Currently, there is no way to access the unmatched part of a pcre in the substitution part of a rewriting rule. You may want this if the matching rule contains a lookahead assertion (which doesn't go into a matched substring).
You may also want to have literal % and $ characters in the substituted string.

The following patch makes two additional magic tokens, $^ and $$, available in the substitution part, referencing the unmatched parts of the original string before and after the match.
It also adds %% and %$ for literal %s and $s.
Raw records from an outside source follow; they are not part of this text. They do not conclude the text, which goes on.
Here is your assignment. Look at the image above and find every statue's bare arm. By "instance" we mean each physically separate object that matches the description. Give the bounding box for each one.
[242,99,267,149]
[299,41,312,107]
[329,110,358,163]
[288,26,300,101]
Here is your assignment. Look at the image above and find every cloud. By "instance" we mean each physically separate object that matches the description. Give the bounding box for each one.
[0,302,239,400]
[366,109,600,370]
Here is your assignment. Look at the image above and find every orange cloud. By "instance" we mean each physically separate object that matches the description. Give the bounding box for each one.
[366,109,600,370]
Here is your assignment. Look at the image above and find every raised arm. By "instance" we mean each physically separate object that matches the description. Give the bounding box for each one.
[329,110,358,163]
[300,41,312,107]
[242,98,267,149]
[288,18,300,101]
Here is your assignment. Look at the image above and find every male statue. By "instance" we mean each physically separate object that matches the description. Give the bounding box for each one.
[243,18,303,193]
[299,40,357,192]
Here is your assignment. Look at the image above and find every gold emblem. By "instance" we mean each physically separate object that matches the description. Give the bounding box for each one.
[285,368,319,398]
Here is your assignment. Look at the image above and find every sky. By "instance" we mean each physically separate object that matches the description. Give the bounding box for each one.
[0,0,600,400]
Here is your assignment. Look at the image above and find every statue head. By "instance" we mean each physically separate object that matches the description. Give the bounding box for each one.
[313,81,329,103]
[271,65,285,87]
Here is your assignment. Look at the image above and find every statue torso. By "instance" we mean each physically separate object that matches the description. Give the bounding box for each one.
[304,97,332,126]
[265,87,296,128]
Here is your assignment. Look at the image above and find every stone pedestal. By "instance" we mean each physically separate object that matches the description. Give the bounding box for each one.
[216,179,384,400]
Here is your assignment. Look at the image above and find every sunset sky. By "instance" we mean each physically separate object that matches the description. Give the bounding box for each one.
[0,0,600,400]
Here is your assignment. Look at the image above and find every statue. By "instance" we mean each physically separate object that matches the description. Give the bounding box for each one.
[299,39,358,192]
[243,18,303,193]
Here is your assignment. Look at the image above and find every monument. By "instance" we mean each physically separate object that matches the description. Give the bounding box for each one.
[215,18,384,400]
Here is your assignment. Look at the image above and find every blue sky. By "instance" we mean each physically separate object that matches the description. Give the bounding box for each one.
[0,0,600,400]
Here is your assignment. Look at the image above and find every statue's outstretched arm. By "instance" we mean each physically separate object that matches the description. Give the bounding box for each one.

--- /usr/pkgsrc/www/lighttpd/work/lighttpd-1.4.3/src/mod_rewrite.c      2005-08-15 19:18:32.000000000 +0200
+++ ./mod_rewrite.c     2005-09-29 18:20:10.000000000 +0200
@@ -379,7 +379,16 @@

                        start = 0; end = pattern_len;
                        for (k = 0; k < pattern_len; k++) {
-                               if ((pattern[k] == '$' || pattern[k] == '%') &&
+                               if (pattern[k] == '%' &&
+                                   (pattern[k + 1] == '$' || pattern[k + 1] == '%')) {
+                                       end = k;
+
+                                       buffer_append_string_len(con->request.uri, pattern + start, end - start);
+                                       buffer_append_string_len(con->request.uri, pattern + 1, 1);
+
+                                       k++;
+                                       start = k + 1;
+                               } else if ((pattern[k] == '$' || pattern[k] == '%') &&
                                    isdigit((unsigned char)pattern[k + 1])) {
                                        /* got one */

@@ -400,7 +409,19 @@

                                        k++;
                                        start = k + 1;
-                               }
+                               } else if (pattern[k] == '$' &&
+                                  (pattern[k + 1] == '^' || pattern[k + 1] == '$')) {
+                                       end = k;
+
+                                       buffer_append_string_len(con->request.uri, pattern + start, end - start);
+
+                                       if (pattern[k + 1] == '^')
+                                               buffer_append_string_len(con->request.uri, p->match_buf->ptr, ovec[0]);
+                                       else if (pattern[k + 1] == '$')
+                                               buffer_append_string_len(con->request.uri, p->match_buf->ptr + ovec[1], p->match_buf->used - 1 - ovec[1]);
+                                       k++;
+                                       start = k + 1;
+                               }
                        }

                        buffer_append_string_len(con->request.uri, pattern + start, pattern_len - start);

There may be better names than $^ and $$.

-- support